Mixing neuromodulators with epinephrine may give patients the longer-lasting results they seek, according to an expert at Cosmetic Surgery Forum. This combination, however, may not prove beneficial for everyone.
Las Vegas - Mixing neuromodulators with epinephrine may give patients the longer-lasting results they seek, according to an expert at Cosmetic Surgery Forum, held here. This combination, however, may not prove beneficial for everyone.
The efficacy and prices patients pay for the three neuromodulators approved by the Food and Drug Administration are roughly equivalent, says Mark G. Rubin, M.D., a dermatologist in private practice in Beverly Hills, Calif. As such, he says, durability of results could provide a trump card.
“Anybody who comes out with a longer-lasting neuromodulator will take over the market, because that’s what our patients complain about.” Although filler results last six to eight months and sometimes longer, he says, “Patients have to come back every three months or so for their neuromodulators, so they start to get frustrated with that.”
The concept of adding epinephrine to neuromodulators to achieve better and longer-lasting results first appeared in 2007 (Hantash BM, Gladstone HB. Dermatol Surg. 2007;33(4):461-468). “It’s easy to do, and there’s actually some very good science behind it.”
Very few dermatologists and dermatology residents, however, are aware of the publication, according to Dr. Rubin. In this study, investigators injected the periorbital rhytids on one side of 14 patients’ faces with onabotulinumtoxinA (12 units, single injection site). They injected the other side with 12 units of onabotulinumtoxinA plus epinephrine (one part per 100,000). At all follow-up points through 90 days, the neuromodulator/epinephrine side showed better efficacy.
After the publication appeared, “I remember we started doing this for a while. And it worked. Then Dysport (abobotulinumtoxinA, Medicis) came out,” Dr. Rubin says.
At the time, Dr. Rubin used epinephrine only in patients who did not respond normally to neuromodulators.
“I tell patients, if your results are lasting around three months, that’s pretty much what you should be getting. If they last six weeks, something’s wrong.” Such patients generally did much better with the addition of epinephrine, he says.
“But when Dysport came out, we tried switching them to Dysport, and many of those patients responded.

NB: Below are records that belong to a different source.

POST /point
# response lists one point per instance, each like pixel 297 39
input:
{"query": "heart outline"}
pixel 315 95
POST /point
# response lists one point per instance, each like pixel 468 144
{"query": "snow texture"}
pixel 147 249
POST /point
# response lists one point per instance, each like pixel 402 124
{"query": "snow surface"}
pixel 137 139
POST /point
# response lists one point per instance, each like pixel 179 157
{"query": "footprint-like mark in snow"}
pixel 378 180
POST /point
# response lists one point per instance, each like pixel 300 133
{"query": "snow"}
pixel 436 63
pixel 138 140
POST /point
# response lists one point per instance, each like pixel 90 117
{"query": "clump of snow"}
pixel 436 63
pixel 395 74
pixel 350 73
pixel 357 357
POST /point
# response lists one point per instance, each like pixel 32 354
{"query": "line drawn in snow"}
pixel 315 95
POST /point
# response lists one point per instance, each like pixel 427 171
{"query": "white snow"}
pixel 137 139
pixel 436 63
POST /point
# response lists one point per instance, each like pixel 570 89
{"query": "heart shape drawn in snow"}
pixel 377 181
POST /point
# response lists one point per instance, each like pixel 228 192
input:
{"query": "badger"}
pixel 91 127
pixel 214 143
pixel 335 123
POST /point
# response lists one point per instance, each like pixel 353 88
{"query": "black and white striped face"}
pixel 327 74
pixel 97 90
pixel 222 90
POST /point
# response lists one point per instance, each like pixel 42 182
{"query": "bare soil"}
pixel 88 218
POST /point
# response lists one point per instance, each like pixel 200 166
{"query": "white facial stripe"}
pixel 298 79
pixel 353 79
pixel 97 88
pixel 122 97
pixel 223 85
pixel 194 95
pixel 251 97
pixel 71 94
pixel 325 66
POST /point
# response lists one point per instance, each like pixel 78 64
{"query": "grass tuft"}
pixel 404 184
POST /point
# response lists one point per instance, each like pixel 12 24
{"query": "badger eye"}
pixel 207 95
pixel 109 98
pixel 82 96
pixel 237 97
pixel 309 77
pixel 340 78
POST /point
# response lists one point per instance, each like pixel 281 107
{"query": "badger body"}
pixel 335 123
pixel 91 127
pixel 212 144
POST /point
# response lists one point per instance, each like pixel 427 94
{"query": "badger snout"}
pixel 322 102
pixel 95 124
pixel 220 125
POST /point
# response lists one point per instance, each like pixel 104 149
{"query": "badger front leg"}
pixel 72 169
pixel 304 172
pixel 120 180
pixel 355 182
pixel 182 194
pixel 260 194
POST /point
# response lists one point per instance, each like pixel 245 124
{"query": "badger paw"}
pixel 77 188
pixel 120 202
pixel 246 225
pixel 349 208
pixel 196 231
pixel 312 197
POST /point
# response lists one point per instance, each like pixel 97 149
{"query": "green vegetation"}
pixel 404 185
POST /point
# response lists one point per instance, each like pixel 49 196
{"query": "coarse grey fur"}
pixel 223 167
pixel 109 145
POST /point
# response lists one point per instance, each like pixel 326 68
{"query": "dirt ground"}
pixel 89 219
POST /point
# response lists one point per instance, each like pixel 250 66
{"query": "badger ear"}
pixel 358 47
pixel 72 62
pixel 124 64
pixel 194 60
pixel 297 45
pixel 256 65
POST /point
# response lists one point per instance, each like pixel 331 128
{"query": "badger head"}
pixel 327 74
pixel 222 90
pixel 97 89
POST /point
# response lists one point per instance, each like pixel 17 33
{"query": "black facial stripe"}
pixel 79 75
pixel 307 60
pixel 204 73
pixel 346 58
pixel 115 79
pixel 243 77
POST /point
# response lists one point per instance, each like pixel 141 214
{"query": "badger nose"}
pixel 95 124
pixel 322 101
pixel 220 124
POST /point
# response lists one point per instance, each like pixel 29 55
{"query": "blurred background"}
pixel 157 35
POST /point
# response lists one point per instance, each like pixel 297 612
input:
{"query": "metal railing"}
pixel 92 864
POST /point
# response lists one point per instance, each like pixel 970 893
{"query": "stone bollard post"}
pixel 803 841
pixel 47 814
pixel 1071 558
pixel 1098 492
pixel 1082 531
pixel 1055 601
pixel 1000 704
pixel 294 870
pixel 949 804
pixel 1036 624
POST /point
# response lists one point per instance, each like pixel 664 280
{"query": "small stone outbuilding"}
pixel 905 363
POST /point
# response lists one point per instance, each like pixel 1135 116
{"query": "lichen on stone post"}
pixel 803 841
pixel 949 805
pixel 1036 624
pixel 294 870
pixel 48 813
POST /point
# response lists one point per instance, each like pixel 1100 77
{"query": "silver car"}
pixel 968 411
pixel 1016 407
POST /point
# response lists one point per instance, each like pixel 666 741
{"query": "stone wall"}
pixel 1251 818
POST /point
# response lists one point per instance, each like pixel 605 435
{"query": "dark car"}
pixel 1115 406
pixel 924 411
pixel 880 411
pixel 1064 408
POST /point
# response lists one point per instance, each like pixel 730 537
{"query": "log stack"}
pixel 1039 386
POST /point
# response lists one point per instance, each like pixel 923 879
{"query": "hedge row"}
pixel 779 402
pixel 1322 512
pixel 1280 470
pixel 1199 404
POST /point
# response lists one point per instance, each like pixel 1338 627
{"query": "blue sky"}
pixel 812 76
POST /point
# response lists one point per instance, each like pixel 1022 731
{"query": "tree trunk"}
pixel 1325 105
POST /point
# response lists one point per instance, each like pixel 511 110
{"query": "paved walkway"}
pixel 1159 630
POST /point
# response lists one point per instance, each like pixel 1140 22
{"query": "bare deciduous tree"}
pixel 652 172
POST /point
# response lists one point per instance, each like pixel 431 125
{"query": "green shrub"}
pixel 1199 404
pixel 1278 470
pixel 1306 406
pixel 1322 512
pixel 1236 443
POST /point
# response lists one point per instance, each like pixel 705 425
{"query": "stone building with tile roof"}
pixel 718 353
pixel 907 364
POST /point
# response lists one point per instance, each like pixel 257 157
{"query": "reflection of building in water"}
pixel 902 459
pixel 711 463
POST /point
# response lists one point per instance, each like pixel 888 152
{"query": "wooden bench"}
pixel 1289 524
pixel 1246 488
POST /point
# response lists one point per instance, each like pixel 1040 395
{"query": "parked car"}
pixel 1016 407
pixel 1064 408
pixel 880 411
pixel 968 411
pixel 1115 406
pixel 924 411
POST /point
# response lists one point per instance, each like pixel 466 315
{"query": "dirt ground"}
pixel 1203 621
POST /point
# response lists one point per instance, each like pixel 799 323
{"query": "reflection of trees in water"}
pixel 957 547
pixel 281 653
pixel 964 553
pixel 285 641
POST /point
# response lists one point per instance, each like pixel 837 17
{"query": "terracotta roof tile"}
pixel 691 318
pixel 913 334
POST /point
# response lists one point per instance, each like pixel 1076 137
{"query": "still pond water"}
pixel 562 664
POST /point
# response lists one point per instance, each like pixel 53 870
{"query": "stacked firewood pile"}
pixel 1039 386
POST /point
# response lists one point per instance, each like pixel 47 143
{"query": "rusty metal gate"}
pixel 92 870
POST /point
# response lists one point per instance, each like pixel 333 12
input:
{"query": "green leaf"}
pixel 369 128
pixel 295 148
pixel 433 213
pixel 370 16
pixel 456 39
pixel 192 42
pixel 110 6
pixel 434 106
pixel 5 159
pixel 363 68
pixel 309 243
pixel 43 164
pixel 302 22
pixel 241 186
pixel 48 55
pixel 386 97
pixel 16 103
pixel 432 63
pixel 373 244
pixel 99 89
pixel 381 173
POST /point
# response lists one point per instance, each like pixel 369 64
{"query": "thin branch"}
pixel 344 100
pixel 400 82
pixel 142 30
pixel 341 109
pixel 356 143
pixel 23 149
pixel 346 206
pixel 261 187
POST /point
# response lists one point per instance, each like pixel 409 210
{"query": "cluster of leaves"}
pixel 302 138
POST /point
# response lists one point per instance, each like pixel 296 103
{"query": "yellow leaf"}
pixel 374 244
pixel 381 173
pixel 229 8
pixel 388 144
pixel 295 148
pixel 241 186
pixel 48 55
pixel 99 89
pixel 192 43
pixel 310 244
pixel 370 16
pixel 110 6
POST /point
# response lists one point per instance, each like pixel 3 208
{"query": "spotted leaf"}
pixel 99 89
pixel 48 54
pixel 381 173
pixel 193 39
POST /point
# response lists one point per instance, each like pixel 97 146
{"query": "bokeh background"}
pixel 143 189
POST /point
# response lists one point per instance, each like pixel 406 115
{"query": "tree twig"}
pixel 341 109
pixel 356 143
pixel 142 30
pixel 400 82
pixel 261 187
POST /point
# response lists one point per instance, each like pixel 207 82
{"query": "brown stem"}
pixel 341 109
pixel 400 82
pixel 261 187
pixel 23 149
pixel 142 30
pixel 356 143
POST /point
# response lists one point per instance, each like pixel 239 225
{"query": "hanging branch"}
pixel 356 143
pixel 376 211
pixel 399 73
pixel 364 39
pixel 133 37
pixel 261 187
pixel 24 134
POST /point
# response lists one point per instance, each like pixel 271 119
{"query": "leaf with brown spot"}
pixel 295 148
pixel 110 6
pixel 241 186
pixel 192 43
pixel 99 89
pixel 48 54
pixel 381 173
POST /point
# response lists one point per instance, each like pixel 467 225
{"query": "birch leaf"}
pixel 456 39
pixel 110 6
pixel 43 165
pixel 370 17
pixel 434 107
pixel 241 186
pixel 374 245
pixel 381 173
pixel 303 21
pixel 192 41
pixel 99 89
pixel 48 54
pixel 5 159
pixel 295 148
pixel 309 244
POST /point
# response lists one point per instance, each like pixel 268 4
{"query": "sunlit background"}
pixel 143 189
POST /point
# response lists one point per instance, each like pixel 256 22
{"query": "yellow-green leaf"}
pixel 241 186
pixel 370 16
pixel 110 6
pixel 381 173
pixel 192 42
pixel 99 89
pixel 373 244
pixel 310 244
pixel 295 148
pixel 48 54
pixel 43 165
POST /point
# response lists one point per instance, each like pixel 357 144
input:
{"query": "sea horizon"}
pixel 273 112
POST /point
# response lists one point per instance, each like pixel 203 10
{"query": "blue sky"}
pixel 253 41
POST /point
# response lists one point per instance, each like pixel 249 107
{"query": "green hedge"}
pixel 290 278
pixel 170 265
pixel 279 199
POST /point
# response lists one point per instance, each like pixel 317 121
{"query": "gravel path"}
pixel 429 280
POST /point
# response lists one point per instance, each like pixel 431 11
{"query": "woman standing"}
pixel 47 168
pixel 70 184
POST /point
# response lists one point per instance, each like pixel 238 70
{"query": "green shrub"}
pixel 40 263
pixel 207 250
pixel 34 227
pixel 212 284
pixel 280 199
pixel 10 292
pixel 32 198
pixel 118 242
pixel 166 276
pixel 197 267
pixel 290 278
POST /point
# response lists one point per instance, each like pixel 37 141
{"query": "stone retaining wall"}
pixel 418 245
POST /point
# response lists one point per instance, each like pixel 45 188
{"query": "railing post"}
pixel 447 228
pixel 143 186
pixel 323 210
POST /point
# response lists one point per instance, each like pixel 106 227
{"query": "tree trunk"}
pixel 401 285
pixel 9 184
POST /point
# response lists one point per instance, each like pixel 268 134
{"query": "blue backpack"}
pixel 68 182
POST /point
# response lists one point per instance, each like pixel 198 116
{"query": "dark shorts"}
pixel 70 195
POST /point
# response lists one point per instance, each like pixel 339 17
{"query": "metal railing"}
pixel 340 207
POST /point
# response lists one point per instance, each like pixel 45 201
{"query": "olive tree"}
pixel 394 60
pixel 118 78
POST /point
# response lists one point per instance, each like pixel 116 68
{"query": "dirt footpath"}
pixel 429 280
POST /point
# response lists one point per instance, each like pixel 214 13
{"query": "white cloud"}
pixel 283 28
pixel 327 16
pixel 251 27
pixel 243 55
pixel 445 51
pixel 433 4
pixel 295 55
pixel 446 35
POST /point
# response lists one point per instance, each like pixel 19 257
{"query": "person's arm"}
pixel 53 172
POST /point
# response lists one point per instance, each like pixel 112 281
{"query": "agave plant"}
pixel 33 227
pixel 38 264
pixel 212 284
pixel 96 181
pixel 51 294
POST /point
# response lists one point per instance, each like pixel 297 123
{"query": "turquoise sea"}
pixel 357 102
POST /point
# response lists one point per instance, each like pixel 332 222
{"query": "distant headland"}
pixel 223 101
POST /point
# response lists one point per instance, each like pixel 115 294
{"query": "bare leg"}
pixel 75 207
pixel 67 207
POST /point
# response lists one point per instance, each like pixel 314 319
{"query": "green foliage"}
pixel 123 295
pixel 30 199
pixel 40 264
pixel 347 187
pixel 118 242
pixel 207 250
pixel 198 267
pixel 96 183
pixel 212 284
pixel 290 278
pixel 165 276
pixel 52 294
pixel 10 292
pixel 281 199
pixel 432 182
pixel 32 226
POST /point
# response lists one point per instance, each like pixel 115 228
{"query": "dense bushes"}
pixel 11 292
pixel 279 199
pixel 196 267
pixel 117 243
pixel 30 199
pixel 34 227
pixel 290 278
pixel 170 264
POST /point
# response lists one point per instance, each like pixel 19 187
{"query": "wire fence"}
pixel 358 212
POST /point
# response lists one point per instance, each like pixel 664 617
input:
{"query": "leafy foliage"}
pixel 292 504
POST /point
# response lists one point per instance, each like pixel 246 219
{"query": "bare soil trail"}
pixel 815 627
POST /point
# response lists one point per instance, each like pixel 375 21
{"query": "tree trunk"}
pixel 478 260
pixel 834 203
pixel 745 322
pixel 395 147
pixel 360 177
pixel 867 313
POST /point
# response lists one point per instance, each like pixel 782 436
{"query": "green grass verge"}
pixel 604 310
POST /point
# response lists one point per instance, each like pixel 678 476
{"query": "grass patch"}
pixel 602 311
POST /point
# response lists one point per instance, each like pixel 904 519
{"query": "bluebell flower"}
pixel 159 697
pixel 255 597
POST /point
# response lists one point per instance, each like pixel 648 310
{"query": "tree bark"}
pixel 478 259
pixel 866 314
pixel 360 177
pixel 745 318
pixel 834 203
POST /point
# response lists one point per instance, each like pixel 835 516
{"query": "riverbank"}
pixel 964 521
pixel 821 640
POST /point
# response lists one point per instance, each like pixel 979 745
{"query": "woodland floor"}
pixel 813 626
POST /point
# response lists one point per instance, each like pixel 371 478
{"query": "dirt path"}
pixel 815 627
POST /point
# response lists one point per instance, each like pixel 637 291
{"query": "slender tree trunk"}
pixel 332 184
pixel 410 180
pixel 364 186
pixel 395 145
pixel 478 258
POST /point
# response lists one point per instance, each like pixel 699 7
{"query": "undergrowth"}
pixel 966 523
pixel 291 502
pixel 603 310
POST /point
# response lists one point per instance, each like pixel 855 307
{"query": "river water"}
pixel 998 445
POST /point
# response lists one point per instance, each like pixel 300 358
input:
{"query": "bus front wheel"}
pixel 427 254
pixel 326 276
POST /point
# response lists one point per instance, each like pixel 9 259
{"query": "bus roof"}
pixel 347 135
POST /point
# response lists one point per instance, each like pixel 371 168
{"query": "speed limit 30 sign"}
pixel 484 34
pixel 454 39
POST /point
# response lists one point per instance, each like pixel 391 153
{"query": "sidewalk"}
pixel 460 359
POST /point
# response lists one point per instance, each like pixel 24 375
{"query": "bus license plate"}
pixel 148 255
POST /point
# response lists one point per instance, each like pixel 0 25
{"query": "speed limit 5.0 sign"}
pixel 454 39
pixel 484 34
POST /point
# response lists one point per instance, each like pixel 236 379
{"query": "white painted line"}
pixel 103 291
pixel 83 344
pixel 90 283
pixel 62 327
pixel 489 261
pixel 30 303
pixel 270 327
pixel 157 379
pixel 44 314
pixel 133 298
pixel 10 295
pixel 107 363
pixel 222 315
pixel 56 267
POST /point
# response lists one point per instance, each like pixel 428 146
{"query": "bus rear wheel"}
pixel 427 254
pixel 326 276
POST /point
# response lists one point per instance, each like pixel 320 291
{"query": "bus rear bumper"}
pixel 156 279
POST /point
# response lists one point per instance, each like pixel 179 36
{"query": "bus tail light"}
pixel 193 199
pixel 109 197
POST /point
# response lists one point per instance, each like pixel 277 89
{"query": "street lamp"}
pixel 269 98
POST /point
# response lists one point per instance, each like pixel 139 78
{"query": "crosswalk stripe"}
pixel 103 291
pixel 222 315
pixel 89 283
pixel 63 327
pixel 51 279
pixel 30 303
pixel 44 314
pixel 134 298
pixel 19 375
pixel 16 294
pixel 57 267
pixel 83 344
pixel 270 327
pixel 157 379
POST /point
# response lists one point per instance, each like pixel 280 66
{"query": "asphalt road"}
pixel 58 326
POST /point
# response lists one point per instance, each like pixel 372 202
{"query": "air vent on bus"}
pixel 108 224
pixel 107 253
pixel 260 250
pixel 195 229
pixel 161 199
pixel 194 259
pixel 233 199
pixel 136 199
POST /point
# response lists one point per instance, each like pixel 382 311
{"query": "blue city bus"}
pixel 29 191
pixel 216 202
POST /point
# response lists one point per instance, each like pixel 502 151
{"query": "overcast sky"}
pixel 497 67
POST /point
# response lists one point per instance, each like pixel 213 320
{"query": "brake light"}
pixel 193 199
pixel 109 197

Now when I see patients who don’t respond to Dysport or Botox (onabotulinumtoxinA, Allergan), I try Xeomin (incobotulinumtoxinA, Merz) as well. So I forgot about the adrenaline approach” until seeing two recent publications, Dr. Rubin says.
In the 2007 trial investigators injected only one site, which is uncommon in critical practice, Dr. Rubin says. However, a new 40-patient study involving crows’ feet found that injecting one site (36 units abobotulinum) per side of the face yields no statistical difference in results versus injecting three sites per side (12 units each) through 120 days of follow-up (Fabi SG, Sundaram H, Guiha I, Goldman MP. J Drugs Dermatol. 2013;12(8):932-937).
In another study, investigators gave injections of onabotulinum toxin mixed with lidocaine and epinephrine to 181 patients who previously had been treated with onabotulinumtoxinA diluted with saline. Treatment sites included the glabella, the perioral and the periorbital areas.
“Wherever patients were being treated before, they were treated again, the only difference being the addition of lidocaine and epinephrine,” Dr. Rubin says. Three months post-treatment, 58 percent of patients rated the combination treatment as superior (Kim A, Jung J, Pak A. Cutis. 2013;Suppl:13-18).
“It’s always challenging when you retrospectively ask patients, ‘How did you do with this last treatment?’ There’s a tendency for patients to like the last thing they had,” he says. However, the study’s large population at least suggests a trend toward better results with the combination.
“Intriguingly, 86 percent of patients thought the combination was better because they experienced immediate improvement due to the lidocaine, and the muscle paralysis associated with it,” Dr. Rubin says. “Only 50.5 percent thought it lasted longer.”
Future research should help to clarify what patients think of the treatment, according to Dr. Rubin.
Based on current evidence, he says, the combination of neuromodulators and epinephrine appears to provide positive value.
“So why aren’t we all doing this? One reason is that it’s one more thing to do - we’re juggling three neuromodulators, and how do you keep them separated?” he says. “Our office uses color-coded syringes.”
Additionally, “Some patients don’t do well with epinephrine - they develop palpitations and anxiety after injection.”
Patients with ruddy complexions often develop significant vasoconstriction at treatment sites, resulting in the appearance of temporary white blotches, Dr. Rubin says. Additionally, the combination injection stings a little more than a traditional neuromodulator injection.
“In our experience, it worked really well in some patients and modestly well in others,” he says. “It’s easy to mix - just take 0.1 cc of 1:1000 epinephrine solution, inject it into 10 cc of saline and use that as your reconstituting solution.”
Disclosures: Dr. Rubin is a consultant for Allergan and Merz and has performed clinical research for Medicis.